Walking by England’s fountains seen

A man who thought he was a God

And King of England’s pastures green

We did not countenance his crime

Drew lines upon our crowded hills

And sang Jerusalem, Trump is here

Among us – dark Satanic chills

Bring me balloons of tan and gold

Bring me cartoons and bold satire

Bring tea and beer; Oh, clowns untold!

Bring me the jokes that will not tire!

I will bring cheese to fuel the fight

Or something silly in my hand

This isn’t Trump’s Jerusalem

And we don’t want him in our land

*

© Gail Foster 12th July 2018

Gareth Southgate

I remember nineteen ninety six
like it was yesterday – the penalty
the way that Gareth kicked the ball and missed
I bet he never thought that day that he
would ever be back in the game again
his name engraved in Lions’ hearts, their
lips aflame with songs of praise, and men
in waistcoat shops, and women swooning where
he might have been. You’ve got to love a man
who wears his pride so modestly, who’s cute
who wears a new suit stylishly, who can
(if dream we dare) bring home the Cup to boot
If on that fateful day he’d walked away
we wouldn’t be here, would we. Let us play.

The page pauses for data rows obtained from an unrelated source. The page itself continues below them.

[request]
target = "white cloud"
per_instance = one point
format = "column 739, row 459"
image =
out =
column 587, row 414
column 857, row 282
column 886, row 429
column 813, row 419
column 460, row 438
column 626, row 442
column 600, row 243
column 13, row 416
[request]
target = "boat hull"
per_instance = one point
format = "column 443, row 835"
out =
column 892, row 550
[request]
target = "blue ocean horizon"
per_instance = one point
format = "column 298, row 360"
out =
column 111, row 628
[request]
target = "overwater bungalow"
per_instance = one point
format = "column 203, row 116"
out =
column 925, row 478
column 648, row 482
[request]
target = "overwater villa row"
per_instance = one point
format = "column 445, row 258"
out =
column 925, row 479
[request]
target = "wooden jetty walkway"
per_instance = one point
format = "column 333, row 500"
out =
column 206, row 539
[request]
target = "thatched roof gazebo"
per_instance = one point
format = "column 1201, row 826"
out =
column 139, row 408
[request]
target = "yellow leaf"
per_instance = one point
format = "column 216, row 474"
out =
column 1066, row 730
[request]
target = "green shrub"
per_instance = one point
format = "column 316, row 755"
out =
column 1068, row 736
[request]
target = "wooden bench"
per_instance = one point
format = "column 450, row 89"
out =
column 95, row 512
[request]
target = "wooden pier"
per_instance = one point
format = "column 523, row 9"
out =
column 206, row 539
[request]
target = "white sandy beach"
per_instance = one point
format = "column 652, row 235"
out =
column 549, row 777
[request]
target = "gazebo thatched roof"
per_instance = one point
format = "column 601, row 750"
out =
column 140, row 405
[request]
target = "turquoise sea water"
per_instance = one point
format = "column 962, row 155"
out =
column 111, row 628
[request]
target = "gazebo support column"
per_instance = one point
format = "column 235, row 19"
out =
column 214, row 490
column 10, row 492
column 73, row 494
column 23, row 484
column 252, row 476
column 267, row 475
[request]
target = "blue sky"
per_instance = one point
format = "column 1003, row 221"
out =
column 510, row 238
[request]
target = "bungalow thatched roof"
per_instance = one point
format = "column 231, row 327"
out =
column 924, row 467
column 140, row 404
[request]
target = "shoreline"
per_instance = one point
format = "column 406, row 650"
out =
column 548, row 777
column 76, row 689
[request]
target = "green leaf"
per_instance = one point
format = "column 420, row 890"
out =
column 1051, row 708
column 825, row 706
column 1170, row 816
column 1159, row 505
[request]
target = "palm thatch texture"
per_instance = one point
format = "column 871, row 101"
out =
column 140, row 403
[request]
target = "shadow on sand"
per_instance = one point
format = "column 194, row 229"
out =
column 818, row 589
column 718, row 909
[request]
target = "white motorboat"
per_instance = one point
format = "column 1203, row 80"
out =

© Gail Foster 11th July 2018

Years of Hurt

Whilst the majority of domestic violence perpetrators are men I am fully aware that men are sometimes victims as well, therefore this poem is written in such a way that ‘he’ and ‘his’ can be substituted with ‘she’ and ‘her’, and ‘girls’ with ‘boys.’  

When it comes to domestic violence, no-one is a winner…

Oh God, did England win? That means that he
is coming home. I’ve done the washing up
and cooked him steak and crinkle chips for tea
and put his tinnies and his football cup
beside his chair and switched the telly on
All done. I wait. It could go either way
Of late it’s gone a little bit like this
He comes in in a ‘you’re alright mate’ way
insisting on a bear hug and a kiss
and then the beer kicks in – his tea is cold
his boss is mean to him, his car is shit
and I’m the Germans, oh and I am old
I told the girls at work he didn’t hit
me, lied about the bruise beneath my shirt
Don’t talk to me of Lions. Years of hurt.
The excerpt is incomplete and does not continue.